What is a “dental implant”?

A dental implant is a root replacement fixture or device made up of pure titanium or alloys of titanium that is inserted surgically and is able to biologically integrate with the jaw bone and act as a fixture on which an artificial tooth crown can be made. It can take 3-6 months for the biological integration of the implant and the jaw bone. A temporary healing cap may be placed and the gums closed around it during the healing time or the gum may fully cover the implant during this time and a small second surgery may be necessary to insert the healing cap. After the biological integration, a crown is then made to be secured to this implant.


Is there a difference between an implant and my own tooth?

An implant is the closest we have gotten in dentistry to prosthetically replace the human tooth. It has advantages and disadvantages compared to your own tooth. It has no nerves and vessels inside, hence, it cannot feel pain or become sensitive like our natural teeth. It does not have fiber attachments to the bone so it is more difficult for bacteria to infiltrate and cause a gum infection around it, although this is still possible – good oral hygiene is a must for longevity of dental implants. They do not have pressure sensors like our natural teeth and they are almost always narrower than roots of natural teeth.

How is the procedure done?

Dental implant placement is usually done to replace one or more missing or unrestorable tooth or teeth. Sometimes, it may be necessary to obtain a 3D radiograph so we can assess the amount of bone available to select a suitable size and width of implant. It may be done as follows:

  1. Immediate implant placement: done at the time of extraction with some bone grafting around it. (takes 3-6 months till you have a functional tooth)
  2. Delayed implant placement: extraction of the unrestorable tooth and bone grafting then waiting 3-6 months then implant placement. (takes 6-10 months till you have a functional tooth)

What to expect during and after the implant surgery?

Most implant surgeries are simple surgeries and if you can handle an extraction then you will be fine. However, it is always recommended to consider your relaxation options before any surgery. During the procedure, you should not feel any pain as the whole area would be numb. You will continue to feel some pressure as the implant is being placed. Discomfort after the surgery is the worst in the first 24 hours but easily manageable with pain medication. Swelling, if any, will be maximum 2-3 days after the surgery. Teeth around the site can become sensitive and should resolve on their own after 2-3 weeks. Excessive smoking, alcohol consumption and sugar consumption may affect or limit the success of any surgery and should be avoided. Unlike popular belief, dental implant surgery can be carried out completely painless in about an hour just like a filling is done under local anesthesia. However, we also provide various sedation services for those worried about the procedure. With flexible payment plans and relaxation options, we have just removed the biggest barriers to you not getting the teeth replacement you need.

What are the associated risks and complications?

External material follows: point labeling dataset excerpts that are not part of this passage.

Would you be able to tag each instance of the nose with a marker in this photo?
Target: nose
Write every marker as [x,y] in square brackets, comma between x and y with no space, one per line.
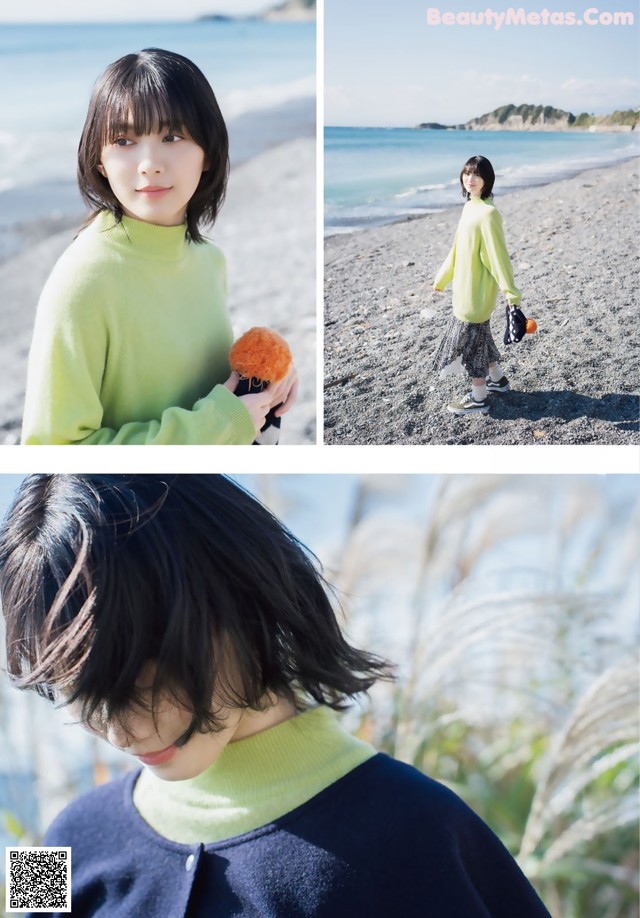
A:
[116,735]
[150,161]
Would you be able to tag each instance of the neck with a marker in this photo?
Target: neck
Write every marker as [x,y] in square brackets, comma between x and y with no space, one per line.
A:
[252,722]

As with any other surgery, you can expect some bleeding, discomfort, swelling, bruising, etc.

Infection is highly unlikely if the prescribed medication has been taken appropriately.

Implant failure is seen generally in less than 2% of the patients where the device fails to biologically attach to the jaw bone.

The implant crown is subject to normal wear and tear and may need to be replaced from time to time just like your natural teeth.

A dental implant should function for many years if regular tooth and implant maintenance regimes are followed. We highly recommend returning to our office on a regular basis so we can take radiographs and ensure the implant is still fully integrated to the jaw bone. As an implant has no pain sensations, any problems with it can only be detected on radiographs and at regular exams.